As the Government recently reaffirmed its intention to press ahead with fixed costs for all claims worth up to £250,000.00 the Court of Appeal highlighted, in the case of Broadhurst v Tan, that such fixed costs did not apply in case where a Claimant has “beaten” its own offer at trial.
The Government has already announced its proposal to introduce fixed costs in claims worth less than £250,000.00, a move proposed by Lord Justice Jackson in February 2016, and it seems that such plans are already progressing. If such plans were to come into force Claimant solicitors would receive a fixed amount for their costs in all such claims.

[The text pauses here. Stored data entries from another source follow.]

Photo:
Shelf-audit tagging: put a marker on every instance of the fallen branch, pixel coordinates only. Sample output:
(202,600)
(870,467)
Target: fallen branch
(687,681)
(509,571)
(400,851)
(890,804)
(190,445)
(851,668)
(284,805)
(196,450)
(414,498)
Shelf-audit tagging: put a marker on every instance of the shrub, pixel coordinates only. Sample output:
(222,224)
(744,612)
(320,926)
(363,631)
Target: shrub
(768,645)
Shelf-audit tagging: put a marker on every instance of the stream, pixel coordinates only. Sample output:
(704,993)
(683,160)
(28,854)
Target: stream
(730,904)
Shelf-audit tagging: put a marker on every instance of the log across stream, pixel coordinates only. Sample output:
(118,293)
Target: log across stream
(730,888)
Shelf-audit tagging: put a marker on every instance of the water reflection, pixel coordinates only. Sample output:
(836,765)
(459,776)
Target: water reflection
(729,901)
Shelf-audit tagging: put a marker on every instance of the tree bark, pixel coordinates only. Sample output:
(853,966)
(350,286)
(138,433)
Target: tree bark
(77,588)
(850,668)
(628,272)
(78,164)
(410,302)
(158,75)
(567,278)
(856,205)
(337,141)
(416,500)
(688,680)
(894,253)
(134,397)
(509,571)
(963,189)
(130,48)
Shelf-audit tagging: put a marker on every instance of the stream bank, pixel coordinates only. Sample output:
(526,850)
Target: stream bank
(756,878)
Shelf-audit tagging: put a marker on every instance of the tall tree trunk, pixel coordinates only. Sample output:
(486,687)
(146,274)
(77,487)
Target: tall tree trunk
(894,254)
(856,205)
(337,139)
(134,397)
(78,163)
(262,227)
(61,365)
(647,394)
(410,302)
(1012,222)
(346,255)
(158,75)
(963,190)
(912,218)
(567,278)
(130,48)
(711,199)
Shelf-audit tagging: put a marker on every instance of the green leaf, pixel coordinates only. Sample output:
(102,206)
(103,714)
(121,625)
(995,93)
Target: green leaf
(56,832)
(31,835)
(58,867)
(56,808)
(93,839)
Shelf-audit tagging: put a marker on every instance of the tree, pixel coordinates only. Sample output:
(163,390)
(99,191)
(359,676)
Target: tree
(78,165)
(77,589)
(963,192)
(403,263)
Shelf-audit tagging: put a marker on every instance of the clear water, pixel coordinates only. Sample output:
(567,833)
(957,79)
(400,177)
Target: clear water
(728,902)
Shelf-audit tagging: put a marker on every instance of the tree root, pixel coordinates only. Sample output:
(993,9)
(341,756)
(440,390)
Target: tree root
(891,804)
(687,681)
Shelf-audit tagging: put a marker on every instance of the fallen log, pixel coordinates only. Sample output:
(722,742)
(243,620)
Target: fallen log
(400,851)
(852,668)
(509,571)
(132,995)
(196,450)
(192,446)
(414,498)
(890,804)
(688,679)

James Braund, specialist personal injury solicitor at Trethowans LLP’s Poole Office highlights that “the concern amongst many Claimant personal injury solicitors is that such proposals may not take into account the complexity of the particular case or the conduct of the Defendant, both of which can mean that considerably more costs may be incurred than may be recoverable under any scheme which may come in. This raises the concern as to whether some firms may be forced to cut corners or look to recover any shortfall in their costs from the Claimant.”

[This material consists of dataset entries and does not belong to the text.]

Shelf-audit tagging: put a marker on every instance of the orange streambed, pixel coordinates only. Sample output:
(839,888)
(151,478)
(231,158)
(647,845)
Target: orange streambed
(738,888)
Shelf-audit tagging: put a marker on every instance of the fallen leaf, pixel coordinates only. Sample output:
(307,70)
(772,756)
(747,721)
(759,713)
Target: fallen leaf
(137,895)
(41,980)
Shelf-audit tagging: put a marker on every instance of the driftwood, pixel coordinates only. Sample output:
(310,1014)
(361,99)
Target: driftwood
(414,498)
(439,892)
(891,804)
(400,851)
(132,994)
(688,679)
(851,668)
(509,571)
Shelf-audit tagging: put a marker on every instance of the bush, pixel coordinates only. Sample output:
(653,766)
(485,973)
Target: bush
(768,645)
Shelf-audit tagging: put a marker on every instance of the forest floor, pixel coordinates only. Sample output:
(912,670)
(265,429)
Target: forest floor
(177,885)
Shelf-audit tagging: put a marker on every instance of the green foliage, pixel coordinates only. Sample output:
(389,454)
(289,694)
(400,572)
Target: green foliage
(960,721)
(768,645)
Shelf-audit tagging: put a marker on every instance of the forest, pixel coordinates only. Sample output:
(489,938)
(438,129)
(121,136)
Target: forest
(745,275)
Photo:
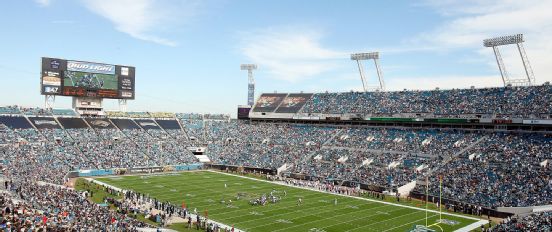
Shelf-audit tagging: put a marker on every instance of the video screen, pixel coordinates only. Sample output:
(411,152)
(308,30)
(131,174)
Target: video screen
(92,81)
(86,79)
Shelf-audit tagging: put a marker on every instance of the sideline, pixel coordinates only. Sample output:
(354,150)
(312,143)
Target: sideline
(467,228)
(193,216)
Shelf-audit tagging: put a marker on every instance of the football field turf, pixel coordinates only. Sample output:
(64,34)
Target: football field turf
(205,190)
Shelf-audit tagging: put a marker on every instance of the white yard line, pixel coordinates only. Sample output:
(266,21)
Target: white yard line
(189,213)
(467,228)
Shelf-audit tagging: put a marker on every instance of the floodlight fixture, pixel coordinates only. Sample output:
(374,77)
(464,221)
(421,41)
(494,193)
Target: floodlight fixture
(251,84)
(503,40)
(248,66)
(365,56)
(359,57)
(508,40)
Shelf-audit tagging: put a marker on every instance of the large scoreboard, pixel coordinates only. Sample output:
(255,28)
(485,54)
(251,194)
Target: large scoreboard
(86,79)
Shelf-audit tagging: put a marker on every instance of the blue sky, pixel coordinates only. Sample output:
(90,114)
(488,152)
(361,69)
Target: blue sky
(187,53)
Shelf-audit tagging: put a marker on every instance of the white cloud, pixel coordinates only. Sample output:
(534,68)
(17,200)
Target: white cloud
(290,54)
(467,23)
(143,19)
(44,3)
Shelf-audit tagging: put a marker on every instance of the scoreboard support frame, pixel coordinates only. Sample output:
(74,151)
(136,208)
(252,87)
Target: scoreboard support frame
(122,105)
(49,101)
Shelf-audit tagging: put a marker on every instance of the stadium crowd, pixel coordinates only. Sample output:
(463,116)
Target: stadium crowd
(479,168)
(533,222)
(510,102)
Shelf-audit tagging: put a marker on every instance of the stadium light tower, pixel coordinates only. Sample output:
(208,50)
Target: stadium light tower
(359,57)
(507,40)
(251,85)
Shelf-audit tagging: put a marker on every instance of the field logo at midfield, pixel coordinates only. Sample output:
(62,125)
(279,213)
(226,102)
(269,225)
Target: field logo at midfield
(421,228)
(256,213)
(284,221)
(316,230)
(448,222)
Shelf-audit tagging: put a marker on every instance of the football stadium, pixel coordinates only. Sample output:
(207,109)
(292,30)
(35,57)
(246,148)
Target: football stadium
(385,156)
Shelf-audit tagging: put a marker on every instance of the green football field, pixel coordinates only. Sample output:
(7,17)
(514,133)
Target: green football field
(72,78)
(205,190)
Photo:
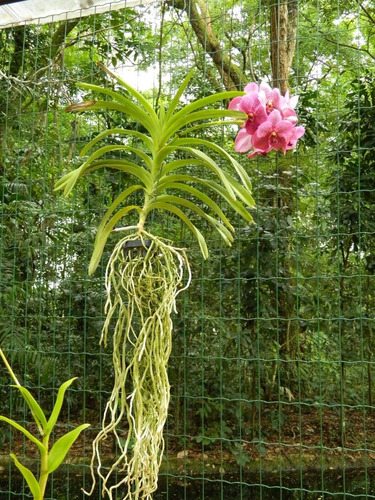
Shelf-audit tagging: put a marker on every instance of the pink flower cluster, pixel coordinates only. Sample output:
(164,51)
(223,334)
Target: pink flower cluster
(271,120)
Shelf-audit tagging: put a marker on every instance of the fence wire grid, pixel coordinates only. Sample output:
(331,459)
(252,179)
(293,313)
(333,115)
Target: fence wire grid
(271,371)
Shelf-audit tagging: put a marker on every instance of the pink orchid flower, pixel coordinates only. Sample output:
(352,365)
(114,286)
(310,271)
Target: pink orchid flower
(275,133)
(256,114)
(270,123)
(242,143)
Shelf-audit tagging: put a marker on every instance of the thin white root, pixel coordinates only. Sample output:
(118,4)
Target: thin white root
(141,295)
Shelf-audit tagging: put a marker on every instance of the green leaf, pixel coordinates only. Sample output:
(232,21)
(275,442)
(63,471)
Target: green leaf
(177,124)
(101,238)
(59,401)
(130,109)
(171,208)
(201,196)
(35,409)
(212,165)
(234,204)
(62,446)
(120,198)
(118,131)
(29,477)
(238,167)
(138,171)
(176,200)
(24,431)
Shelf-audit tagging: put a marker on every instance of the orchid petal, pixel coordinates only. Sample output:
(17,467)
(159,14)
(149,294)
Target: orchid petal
(242,143)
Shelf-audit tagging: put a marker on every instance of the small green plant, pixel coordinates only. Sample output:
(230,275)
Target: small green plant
(50,459)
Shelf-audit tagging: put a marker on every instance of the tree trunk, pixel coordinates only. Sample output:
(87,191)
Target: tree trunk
(283,28)
(200,21)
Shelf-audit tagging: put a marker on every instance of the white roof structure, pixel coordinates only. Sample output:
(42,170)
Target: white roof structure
(13,13)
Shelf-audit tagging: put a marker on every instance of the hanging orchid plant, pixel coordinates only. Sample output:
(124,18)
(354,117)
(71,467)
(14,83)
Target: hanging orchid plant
(145,272)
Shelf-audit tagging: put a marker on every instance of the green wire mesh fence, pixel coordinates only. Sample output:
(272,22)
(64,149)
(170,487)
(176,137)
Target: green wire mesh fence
(272,369)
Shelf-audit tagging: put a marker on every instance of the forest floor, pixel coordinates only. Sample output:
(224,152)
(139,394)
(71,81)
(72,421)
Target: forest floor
(304,439)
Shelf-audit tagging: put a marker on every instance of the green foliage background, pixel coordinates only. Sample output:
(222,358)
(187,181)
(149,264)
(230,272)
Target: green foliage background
(278,325)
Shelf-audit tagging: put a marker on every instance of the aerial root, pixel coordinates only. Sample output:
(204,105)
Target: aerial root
(141,294)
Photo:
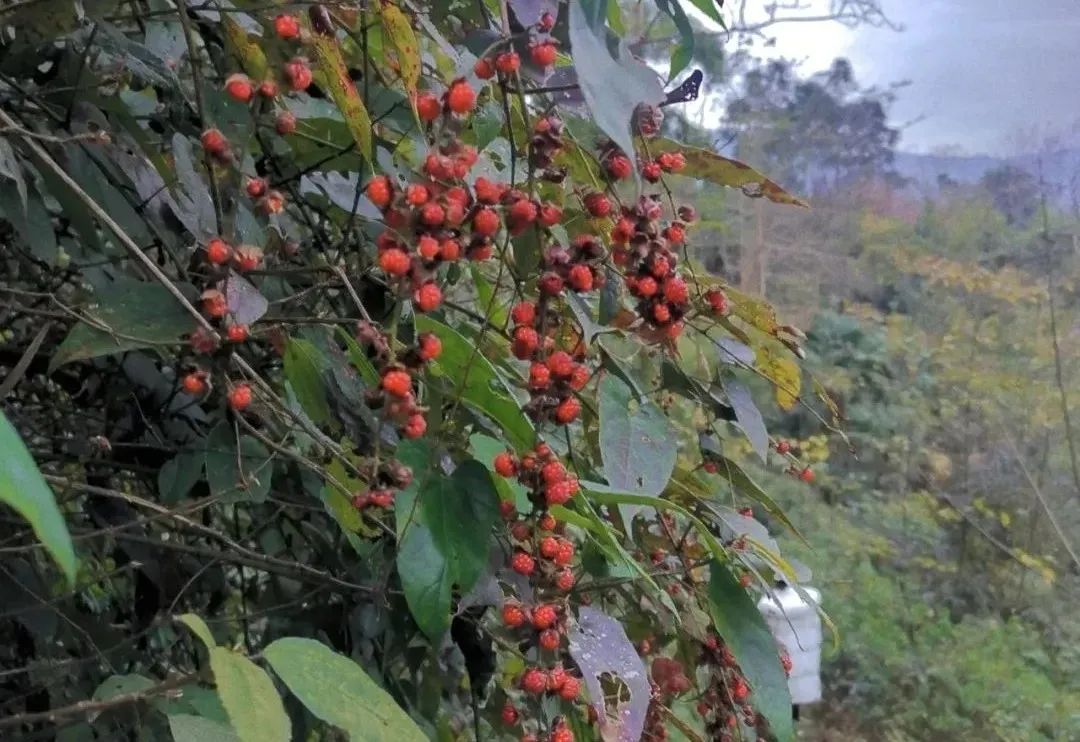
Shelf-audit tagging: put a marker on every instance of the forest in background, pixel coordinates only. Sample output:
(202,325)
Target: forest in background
(943,322)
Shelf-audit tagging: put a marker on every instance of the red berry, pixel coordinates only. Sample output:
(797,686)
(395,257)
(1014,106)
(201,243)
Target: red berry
(513,616)
(379,191)
(543,55)
(675,291)
(484,69)
(394,261)
(237,333)
(551,283)
(285,123)
(618,166)
(524,313)
(461,97)
(415,427)
(717,300)
(597,204)
(298,75)
(255,187)
(523,564)
(508,63)
(534,682)
(485,221)
(570,689)
(428,107)
(549,547)
(553,471)
(286,26)
(214,302)
(396,382)
(526,341)
(214,142)
(239,86)
(240,396)
(565,553)
(504,464)
(544,617)
(539,376)
(194,383)
(549,639)
(429,347)
(646,286)
(581,278)
(550,215)
(524,211)
(567,410)
(428,297)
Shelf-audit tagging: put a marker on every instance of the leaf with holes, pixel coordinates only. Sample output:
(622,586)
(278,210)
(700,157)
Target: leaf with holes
(338,691)
(742,628)
(250,699)
(598,646)
(637,443)
(343,91)
(611,106)
(707,165)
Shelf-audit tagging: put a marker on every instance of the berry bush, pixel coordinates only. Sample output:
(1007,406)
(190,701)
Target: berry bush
(360,377)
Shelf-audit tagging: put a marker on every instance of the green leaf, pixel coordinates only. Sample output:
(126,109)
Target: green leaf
(742,628)
(199,628)
(233,476)
(250,699)
(304,368)
(444,526)
(707,165)
(119,685)
(748,417)
(190,728)
(611,105)
(637,443)
(136,314)
(338,691)
(24,489)
(683,52)
(477,382)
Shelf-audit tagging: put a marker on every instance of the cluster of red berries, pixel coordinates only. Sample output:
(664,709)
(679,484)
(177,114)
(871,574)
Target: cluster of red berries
(554,377)
(646,251)
(385,480)
(665,162)
(726,698)
(395,395)
(542,473)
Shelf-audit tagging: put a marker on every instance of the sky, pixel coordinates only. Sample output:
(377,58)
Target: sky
(986,76)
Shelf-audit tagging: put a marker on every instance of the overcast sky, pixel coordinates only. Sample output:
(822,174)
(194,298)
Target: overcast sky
(981,71)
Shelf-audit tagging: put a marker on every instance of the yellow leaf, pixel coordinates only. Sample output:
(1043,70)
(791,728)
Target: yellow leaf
(343,91)
(399,30)
(784,374)
(250,54)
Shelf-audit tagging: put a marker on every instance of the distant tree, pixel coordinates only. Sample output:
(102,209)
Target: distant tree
(825,130)
(1014,192)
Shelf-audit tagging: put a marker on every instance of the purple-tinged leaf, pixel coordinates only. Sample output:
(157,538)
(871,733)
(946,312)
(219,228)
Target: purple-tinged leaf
(599,646)
(748,417)
(245,301)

However, in the recent case of Broadhurst v Tan the Court of Appeal determined that such fixed costs (which are currently in place for personal injury claims under £25,000.00) do not apply in cases (outside the low value claims portal) where a Claimant has beaten their own Part 36 Offer. In any personal injury case it is open to either party to make an offer to settle the claim (by way of Part 36 of the Civil Procedure Rules). There are already a number of consequences of a party “beating such an offer”, i.e. achieving a better result at trial than their offer would have been (had it been accepted), including penalty interest and a 10% uplift for the Claimant’s damages, and it was confirmed in this ruling that a further consequence for a Claimant in such a position would be to avoid the fixed costs regime.

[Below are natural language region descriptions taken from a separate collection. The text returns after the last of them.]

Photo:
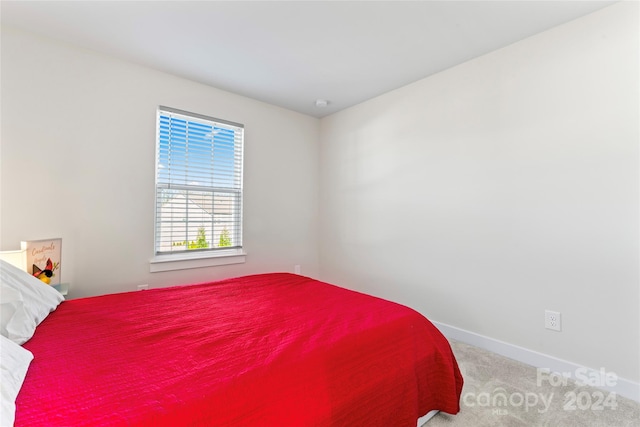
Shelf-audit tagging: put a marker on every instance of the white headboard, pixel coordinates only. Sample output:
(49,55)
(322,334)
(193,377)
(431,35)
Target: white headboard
(17,258)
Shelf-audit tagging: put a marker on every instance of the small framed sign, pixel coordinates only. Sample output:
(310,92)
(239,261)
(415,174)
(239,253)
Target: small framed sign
(43,259)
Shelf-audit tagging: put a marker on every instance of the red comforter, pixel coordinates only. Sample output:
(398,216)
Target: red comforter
(266,350)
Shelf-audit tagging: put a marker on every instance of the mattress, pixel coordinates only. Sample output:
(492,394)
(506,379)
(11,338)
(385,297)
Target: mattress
(270,350)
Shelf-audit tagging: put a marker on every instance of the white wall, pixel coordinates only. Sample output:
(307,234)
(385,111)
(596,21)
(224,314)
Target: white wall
(508,185)
(77,162)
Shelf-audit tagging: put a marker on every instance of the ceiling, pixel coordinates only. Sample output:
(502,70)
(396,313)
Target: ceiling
(292,53)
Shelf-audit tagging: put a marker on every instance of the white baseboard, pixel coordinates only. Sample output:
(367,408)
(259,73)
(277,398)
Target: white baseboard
(623,387)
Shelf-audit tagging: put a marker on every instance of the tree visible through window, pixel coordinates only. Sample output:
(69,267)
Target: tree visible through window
(198,183)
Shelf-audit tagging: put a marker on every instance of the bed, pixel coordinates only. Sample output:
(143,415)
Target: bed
(263,350)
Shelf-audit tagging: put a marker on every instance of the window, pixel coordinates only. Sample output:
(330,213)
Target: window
(198,185)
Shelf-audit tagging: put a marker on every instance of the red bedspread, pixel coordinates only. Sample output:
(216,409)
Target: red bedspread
(266,350)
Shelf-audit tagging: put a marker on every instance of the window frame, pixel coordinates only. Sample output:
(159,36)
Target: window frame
(196,258)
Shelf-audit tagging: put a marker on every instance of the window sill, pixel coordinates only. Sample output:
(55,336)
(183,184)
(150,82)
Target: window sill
(189,260)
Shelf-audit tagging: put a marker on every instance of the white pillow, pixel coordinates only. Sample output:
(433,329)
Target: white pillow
(14,363)
(24,302)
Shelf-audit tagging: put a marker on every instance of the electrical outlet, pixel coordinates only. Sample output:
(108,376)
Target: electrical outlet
(552,320)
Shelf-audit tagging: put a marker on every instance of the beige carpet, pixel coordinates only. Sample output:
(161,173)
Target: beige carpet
(501,392)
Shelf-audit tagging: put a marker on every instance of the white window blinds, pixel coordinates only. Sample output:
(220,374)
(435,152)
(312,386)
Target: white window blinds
(198,183)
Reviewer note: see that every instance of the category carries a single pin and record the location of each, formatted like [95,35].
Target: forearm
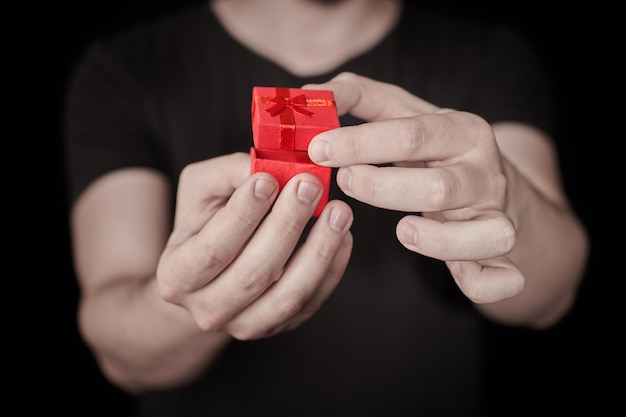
[142,342]
[551,251]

James added that “the Broadhurst judgment is a welcome, but perhaps not completely unsurprising decision. It has long been established that indemnity costs flow from a Claimant beating their own Part 36 Offer and to alter this in fixed costs cases would significantly reduce the potency of a Claimant Part 36 Offer. If we do see an extension of the fixed costs regime it is likely that bullish Claimant offers early in cases may become more common.”